I should add that if the initialization of the local static is by a simple constant like in your example, the compiler doesn't need to go through these gyrations - it can just initialize the variable in the image or before main() like a regular static initialization (because your program wouldn't be able to tell the difference). But if you initialize it with a function's return value, then the compiler pretty much has to test a flag indicating if the initialization has been done or something equivalent.
You're right about everything, including the initialized flag as a common implementation. This is basically why initialization of static locals is not thread-safe, and why pthread_once exists.
One slight caveat: the compiler must emit code which "behaves as if" the static local variable is constructed the first time it is used. Since integer initialization has no side effects (and calls no user code), it's up to the compiler when it initializes the int. User code cannot "legitimately" find out what it does.
Obviously you can look at the assembly code, or provoke undefined behaviour and make deductions from what actually happens. But the C++ standard doesn't count that as valid grounds to claim that the behaviour is not "as if" it did what the spec says.

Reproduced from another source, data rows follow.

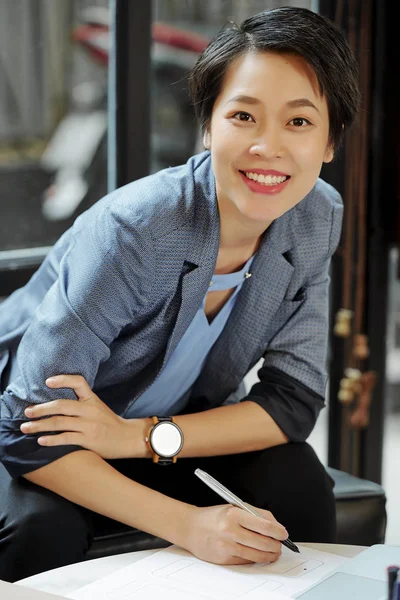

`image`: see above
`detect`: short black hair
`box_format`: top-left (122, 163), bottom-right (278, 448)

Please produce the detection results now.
top-left (189, 7), bottom-right (360, 150)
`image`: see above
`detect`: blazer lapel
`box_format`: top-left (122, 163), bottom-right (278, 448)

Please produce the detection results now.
top-left (192, 214), bottom-right (294, 400)
top-left (163, 159), bottom-right (220, 366)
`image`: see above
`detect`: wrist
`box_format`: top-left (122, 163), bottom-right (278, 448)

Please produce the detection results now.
top-left (121, 417), bottom-right (152, 458)
top-left (168, 502), bottom-right (198, 551)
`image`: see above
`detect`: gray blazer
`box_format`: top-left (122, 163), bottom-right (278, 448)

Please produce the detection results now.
top-left (0, 152), bottom-right (342, 473)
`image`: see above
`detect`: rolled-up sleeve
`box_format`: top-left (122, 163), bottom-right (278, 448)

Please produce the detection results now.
top-left (243, 197), bottom-right (343, 442)
top-left (0, 204), bottom-right (153, 477)
top-left (246, 266), bottom-right (329, 442)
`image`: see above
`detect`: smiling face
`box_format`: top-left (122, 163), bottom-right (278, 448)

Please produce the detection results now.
top-left (205, 52), bottom-right (333, 230)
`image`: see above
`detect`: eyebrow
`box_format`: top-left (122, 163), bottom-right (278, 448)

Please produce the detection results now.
top-left (227, 94), bottom-right (319, 112)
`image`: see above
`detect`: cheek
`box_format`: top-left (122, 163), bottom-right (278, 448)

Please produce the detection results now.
top-left (295, 141), bottom-right (326, 171)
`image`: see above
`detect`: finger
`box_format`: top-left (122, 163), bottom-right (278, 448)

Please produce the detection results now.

I know that it will not be initialized until the first time that the function is called. Since the compiler has no way of knowing when the function will be called for the first time, how does it produce this behavior? Does it essentially introduce an if-block into the function body?
Yes, that's right: and, FWIW, it's not necessarily thread-safe (if the function is called "for the first time" by two threads simultaneously).
For that reason you might prefer to define the variable at global scope (although maybe in a class or namespace, or static without external linkage) instead of inside a function, so that it's initialized before the program starts without any run-time "if".
Another twist is in embedded code, where the run-before-main() code (cinit/whatever) may copy pre-initialized data (both statics and non-statics) into ram from a const data segment, perhaps residing in ROM. This is useful where the code may not be running from some sort of backing store (disk) where it can be re-loaded from. Again, this doesn't violate the requirements of the language, since this is done before main().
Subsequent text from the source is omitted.